René-Louis Doyon, « Iñigo de Loyola ou le triomphe de l’esprit militaire »,

Étude préliminaire à Ramón Pérez de Ayala,

A. M. D. G. Scènes de la vie dans un collège de jésuites¸

traduit de l’espagnol par Jean Cassou,

Paris, La Connaissance, 1929, p. XVIII-XIX.

Pour pouvoir comparer deux personnages, il faut qu’ils aient quelques points communs. Le monde a bien changé, aussi bien dans le domaine politique que religieux, pendant le siècle qui sépare le fondateur de la Compagnie de Jésus du promoteur du jansénisme et on pourrait en déduire que la comparaison est vouée à l’échec. Cependant, la tentation est grande de confronter ces deux purs produits de la race basque, Ignace, né dans la province de Guipuzcoa, et le bayonnais Duverger de Hauranne. Le terroir d’origine n’explique pas tout, mais on est tenté de retrouver sa trace dans certains de leurs traits de caractère, à en juger par leur parcours personnel : froideur, ardeur à entreprendre, goût du commandement, inflexibilité de la volonté. Ces ressemblances existent aussi, encore qu’à un degré d’intensité moindre, entre Saint-Cyran et Vincent de Paul, son contemporain (cf. Thèmes landais / Portraits croisés). Mais ce rapprochement ethnique, s’il satisfait le chauvinisme des historiens locaux, ne suffit pas à rendre compte de la complexité de deux vies humaines.

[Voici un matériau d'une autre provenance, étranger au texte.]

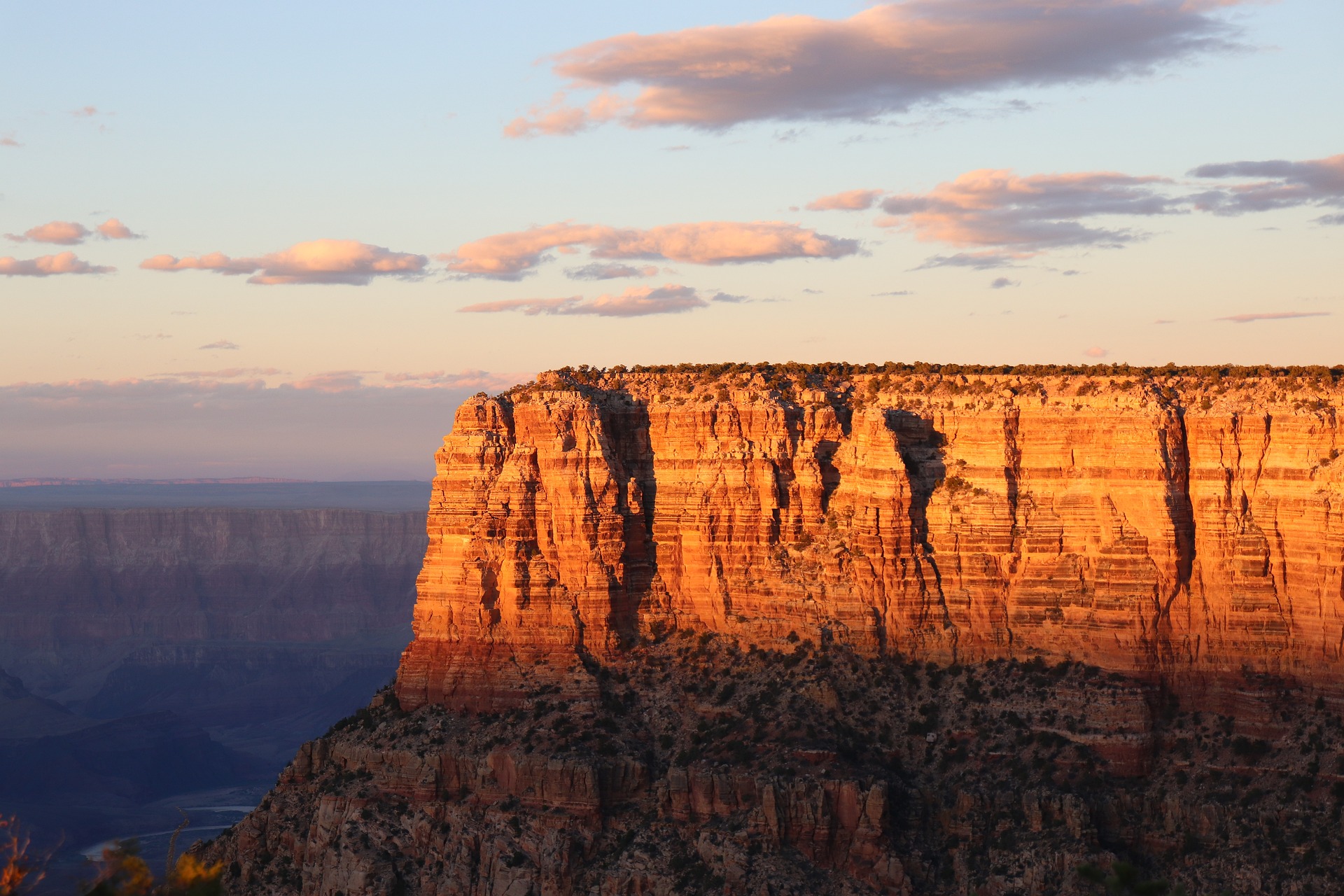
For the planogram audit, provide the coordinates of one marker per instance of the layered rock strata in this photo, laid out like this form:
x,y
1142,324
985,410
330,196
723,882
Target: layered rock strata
x,y
707,769
841,630
1177,528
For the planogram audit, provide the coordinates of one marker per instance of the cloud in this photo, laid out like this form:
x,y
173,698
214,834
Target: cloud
x,y
49,266
1270,316
636,301
480,381
113,229
882,61
331,382
320,261
62,232
974,261
1281,184
230,424
1026,216
597,270
848,200
217,262
515,254
227,374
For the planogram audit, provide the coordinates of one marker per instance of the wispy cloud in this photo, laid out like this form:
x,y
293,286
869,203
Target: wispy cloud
x,y
226,374
482,381
974,261
67,232
512,255
320,261
882,61
50,266
1270,316
113,229
613,270
1278,184
230,422
848,200
1026,216
636,301
62,232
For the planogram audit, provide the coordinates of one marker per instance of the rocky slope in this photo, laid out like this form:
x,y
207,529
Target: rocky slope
x,y
1171,530
202,610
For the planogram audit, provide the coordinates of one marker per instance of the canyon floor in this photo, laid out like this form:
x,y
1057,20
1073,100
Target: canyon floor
x,y
706,766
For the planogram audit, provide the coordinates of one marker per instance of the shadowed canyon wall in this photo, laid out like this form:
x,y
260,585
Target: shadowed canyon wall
x,y
1171,527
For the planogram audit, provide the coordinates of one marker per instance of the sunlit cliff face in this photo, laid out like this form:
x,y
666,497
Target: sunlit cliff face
x,y
1176,527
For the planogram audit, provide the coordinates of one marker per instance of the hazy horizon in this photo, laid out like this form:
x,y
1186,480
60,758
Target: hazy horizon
x,y
293,250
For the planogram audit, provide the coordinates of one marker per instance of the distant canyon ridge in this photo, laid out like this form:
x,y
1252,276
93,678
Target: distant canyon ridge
x,y
784,630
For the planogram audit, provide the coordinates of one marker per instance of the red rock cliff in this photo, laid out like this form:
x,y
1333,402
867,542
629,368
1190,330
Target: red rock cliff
x,y
1170,527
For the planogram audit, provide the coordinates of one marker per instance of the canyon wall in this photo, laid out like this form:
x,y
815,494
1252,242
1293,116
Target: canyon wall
x,y
1170,527
261,625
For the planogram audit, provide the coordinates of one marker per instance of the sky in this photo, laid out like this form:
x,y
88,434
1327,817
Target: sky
x,y
286,239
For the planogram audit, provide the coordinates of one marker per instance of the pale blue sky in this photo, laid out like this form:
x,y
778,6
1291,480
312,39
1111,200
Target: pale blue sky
x,y
246,128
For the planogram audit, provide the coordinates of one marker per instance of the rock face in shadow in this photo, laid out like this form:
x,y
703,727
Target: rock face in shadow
x,y
159,650
229,617
823,629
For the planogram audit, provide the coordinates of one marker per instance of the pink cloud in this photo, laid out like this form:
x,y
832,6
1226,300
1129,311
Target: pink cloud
x,y
1281,184
320,261
1026,216
1272,316
217,262
113,229
848,200
227,374
219,425
49,266
636,301
881,61
515,254
612,270
62,232
467,379
331,382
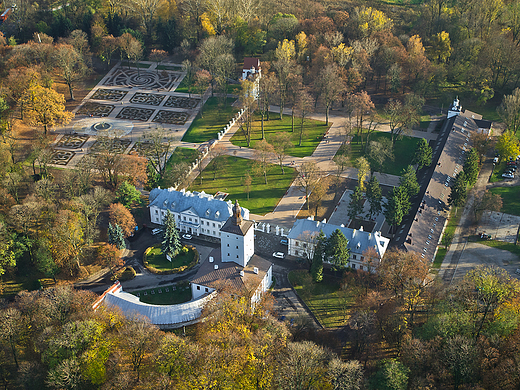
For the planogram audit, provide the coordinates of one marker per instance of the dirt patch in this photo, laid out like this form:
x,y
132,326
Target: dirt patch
x,y
333,194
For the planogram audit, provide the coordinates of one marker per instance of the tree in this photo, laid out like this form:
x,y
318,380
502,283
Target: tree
x,y
402,117
317,258
127,195
493,286
355,206
397,206
171,244
363,167
486,201
281,143
509,111
304,106
70,65
140,339
337,249
45,107
131,47
120,215
157,145
471,167
263,154
458,192
309,174
423,154
249,104
408,181
247,184
508,145
330,87
346,375
115,236
374,196
380,152
285,65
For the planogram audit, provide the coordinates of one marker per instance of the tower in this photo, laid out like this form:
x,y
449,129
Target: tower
x,y
237,239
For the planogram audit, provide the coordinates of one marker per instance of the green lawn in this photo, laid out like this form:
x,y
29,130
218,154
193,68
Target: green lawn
x,y
187,155
215,117
312,134
404,150
175,294
124,64
157,259
327,301
510,198
229,178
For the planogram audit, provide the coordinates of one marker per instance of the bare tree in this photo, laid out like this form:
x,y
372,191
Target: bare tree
x,y
309,174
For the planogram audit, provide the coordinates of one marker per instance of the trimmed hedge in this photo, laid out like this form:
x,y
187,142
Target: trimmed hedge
x,y
156,271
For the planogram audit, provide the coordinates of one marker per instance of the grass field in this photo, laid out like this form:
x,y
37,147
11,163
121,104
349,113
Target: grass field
x,y
186,155
327,301
312,134
497,172
175,294
404,150
157,259
215,117
510,198
229,178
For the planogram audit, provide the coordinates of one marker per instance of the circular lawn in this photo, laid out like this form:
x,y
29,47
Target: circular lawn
x,y
156,260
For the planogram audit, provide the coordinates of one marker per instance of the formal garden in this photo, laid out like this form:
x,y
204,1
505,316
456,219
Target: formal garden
x,y
165,295
313,132
403,152
229,174
155,260
213,119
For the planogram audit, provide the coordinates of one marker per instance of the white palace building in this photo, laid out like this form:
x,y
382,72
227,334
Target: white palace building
x,y
195,212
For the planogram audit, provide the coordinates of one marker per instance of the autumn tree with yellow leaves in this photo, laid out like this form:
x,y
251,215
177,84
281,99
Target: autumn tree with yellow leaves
x,y
45,107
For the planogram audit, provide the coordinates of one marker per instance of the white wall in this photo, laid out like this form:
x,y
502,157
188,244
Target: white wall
x,y
198,290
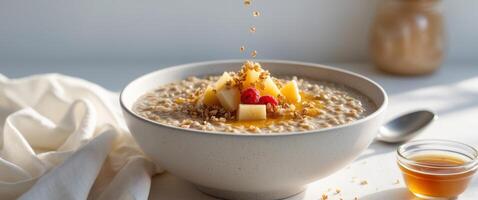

Les différences sont beaucoup plus nombreuses et d’autant plus significatives qu’on peut les opposer terme à terme, avec un accent mis sur des questions de méthode. Ignace de Loyola se montre conciliant à l’égard de ses interlocuteurs officiels et sait attirer à lui de potentielles recrues. En revanche, il réserve sa rigueur, qui était grande, aux garnisaires (terme qu’apprécie particulièrement Doyon et qu’il emploie souvent dans son traité) de la Compagnie, du novice au profès, sans oublier les coadjuteurs spirituels et les coadjuteurs temporels. Ce terme désigne de véritables « bêtes de somme » condamnées à végéter toute leur vie dans un statut de subalternes, à qui on interdit tout apprentissage intellectuel, au point qu’ils ne peuvent apprendre à lire et à écrire s’ils sont illettrés. Il existe un fort contraste entre l’image que le fondateur de la Société de Jésus propose à l’extérieur et la pratique interne de la Compagnie.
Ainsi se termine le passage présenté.